Technology
Accelerator Floors it for Biotech
By By Kayvon Sharghi January 10, 2009
When Accelerator first opened its doors in 2003, the conventional wisdom held that incubators–investment firms that help bring young companies to market–would never work in the capital-intensive biotech sector.
But don’t mistake Accelerator for an incubator. On the company’s website, the “I word” is nowhere to be found.
The reason for the name has to do with speed. In five years, Accelerator has launched nine startups and raised more than $148 million from investors, such as Amgen Ventures, Arch Venture Partners, OVP Venture Partners, WRF Capital and, most recently, PPD Inc. Three of the startups have gone on to raise $114 million in Series B venture capital. In an act of emulation (or desperation), other business incubators from New York to San Francisco began calling themselves “accelerators.”
“We went from being an impossible thing to now having our name used as a brand,” says Accelerator’s president and CEO Carl Weismann, who calls his firm a “one-stop shop” for getting a biotech started.
The company owes much of its success to a first-of-its-kind business model that includes leading scientific advisors and a tested infrastructure that promises venture capitalists quick returns on their investments. At its heart is a partnership with the Institute for Systems Biology (ISB), which provides startups with the core facilities and support needed to get their companies up and running.

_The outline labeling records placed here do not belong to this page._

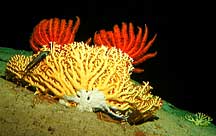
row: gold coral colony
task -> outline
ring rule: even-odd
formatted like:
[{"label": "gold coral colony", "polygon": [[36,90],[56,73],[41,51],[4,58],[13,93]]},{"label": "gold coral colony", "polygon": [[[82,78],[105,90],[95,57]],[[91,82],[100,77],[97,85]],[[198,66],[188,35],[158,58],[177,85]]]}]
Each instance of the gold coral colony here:
[{"label": "gold coral colony", "polygon": [[[50,44],[52,48],[43,46],[32,56],[12,56],[7,76],[36,87],[35,94],[52,95],[67,106],[72,101],[80,111],[99,109],[117,119],[127,120],[133,110],[149,118],[161,107],[162,100],[151,94],[149,82],[131,80],[133,59],[120,49],[84,42]],[[50,53],[25,72],[44,51]]]}]

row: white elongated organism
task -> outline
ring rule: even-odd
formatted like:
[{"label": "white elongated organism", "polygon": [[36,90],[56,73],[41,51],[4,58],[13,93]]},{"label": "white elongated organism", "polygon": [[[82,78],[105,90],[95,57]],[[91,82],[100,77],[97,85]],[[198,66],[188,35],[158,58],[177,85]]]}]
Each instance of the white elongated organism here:
[{"label": "white elongated organism", "polygon": [[[92,90],[92,91],[86,91],[86,90],[80,90],[77,92],[76,96],[63,96],[64,100],[66,101],[73,101],[76,102],[77,108],[80,111],[88,111],[88,112],[93,112],[94,109],[100,109],[102,111],[108,112],[112,116],[116,118],[121,118],[124,119],[123,115],[119,115],[117,113],[114,113],[107,105],[105,95],[103,94],[102,91],[99,90]],[[68,105],[67,102],[64,100],[60,100],[59,102],[64,105]],[[113,108],[114,109],[114,108]]]}]

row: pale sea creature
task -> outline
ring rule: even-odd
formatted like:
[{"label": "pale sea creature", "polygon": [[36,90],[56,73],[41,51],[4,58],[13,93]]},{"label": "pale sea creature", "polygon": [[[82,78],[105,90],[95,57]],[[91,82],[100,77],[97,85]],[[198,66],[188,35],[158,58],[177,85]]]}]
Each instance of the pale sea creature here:
[{"label": "pale sea creature", "polygon": [[77,108],[82,112],[94,112],[99,109],[119,119],[126,120],[127,118],[127,116],[121,115],[119,112],[115,113],[114,110],[116,109],[107,105],[104,93],[97,89],[92,91],[81,89],[76,96],[64,95],[63,99],[59,100],[61,104],[66,106],[69,106],[68,101],[77,103]]}]

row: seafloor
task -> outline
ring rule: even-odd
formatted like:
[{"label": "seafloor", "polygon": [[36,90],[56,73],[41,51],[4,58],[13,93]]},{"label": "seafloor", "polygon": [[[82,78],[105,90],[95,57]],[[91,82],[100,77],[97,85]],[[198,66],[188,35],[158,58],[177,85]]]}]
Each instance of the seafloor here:
[{"label": "seafloor", "polygon": [[11,56],[31,53],[0,47],[0,136],[216,136],[215,125],[196,126],[184,118],[189,112],[165,100],[156,120],[130,125],[40,99],[4,79]]}]

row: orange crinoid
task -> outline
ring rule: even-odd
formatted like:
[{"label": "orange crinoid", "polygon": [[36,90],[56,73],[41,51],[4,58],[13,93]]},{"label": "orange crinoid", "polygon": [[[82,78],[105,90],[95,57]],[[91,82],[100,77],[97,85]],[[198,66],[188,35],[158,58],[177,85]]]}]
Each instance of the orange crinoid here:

“Biotech incubators in the past and present have never combined all of these resources, which has been their demise,” Weismann says. Along with being a vital part of Weismann’s sales pitch to potential investors, the ISB helps startups to allocate nearly all seed money toward product development instead of paying for expensive laboratory equipment, testing facilities and staff. Startups are given approximately three years’ worth of funding and a slick laboratory space at Accelerator’s Eastlake digs in Seattle.
Because most of the development costs are handled through ISB, Accelerator startups don’t have any business employees; they only have scientists. Weismann and his executive team manage each business from the start, doing everything from making coffee to closing deals. “The premise is that scientists are best at doing science,” Weismann explains.
While Weismann focuses on pure science for his startups, ISB is also on a mission to help scientists become better businesspeople. Through its Venture Capital Fellow Program, founded by ISB faculty member Tim Galitski, the institute chooses one bench scientist to be part of an executive boardroom with Weismann and his management team at Accelerator, where he or she is taught how to evaluate biotech proposals for commercial opportunities.
The first “graduate” of the fellowship, Alok Srivastava, joined a venture capital firm prior to launching a stem-cell research company. Joshua McBee, the program’s second fellow, graduated from the program this fall and has similar lofty aspirations. “I’m talking to several groups to make the next step,” he says.